Long-Term Considerations

For most people, occasional spicy-food heartburn is uncomfortable but harmless. The picture gets more complicated with very frequent, very high levels of spicy food consumption over many years. A meta-analysis covering over 7,800 esophageal cancer patients and more than 515,000 controls found that the highest levels of spicy food intake were associated with a 70% increased risk of esophageal cancer compared to the lowest intake levels. This association was strongest in Chinese populations and didn’t reach statistical significance in Indian populations or for certain cancer subtypes, so the relationship is far from simple. Genetics, preparation methods, other dietary habits, and the specific types of spices used all likely play a role.

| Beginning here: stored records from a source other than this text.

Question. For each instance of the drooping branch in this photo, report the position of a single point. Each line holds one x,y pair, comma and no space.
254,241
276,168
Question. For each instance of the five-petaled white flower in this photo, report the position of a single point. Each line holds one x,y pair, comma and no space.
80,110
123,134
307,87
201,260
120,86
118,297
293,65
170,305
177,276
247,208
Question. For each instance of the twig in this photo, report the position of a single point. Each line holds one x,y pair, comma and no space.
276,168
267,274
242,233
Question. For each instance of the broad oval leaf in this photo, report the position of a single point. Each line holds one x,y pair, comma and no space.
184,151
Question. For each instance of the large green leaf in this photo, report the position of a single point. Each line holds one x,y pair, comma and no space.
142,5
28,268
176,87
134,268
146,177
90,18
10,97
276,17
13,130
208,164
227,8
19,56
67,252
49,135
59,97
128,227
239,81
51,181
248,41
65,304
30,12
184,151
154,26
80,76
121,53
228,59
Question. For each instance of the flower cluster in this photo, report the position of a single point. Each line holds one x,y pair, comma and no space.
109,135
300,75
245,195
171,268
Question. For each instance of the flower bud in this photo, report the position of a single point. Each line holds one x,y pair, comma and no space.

The more immediate concern for regular spicy food eaters is whether repeated capsaicin exposure is gradually wearing down the esophageal barrier. If you notice that heartburn is becoming more frequent or more intense over time, that pattern suggests your mucosal lining may not be fully recovering between episodes. Reducing the frequency or intensity of spicy meals, pairing them with dairy, and avoiding eating them close to bedtime (when lying down makes reflux worse) are the most practical adjustments.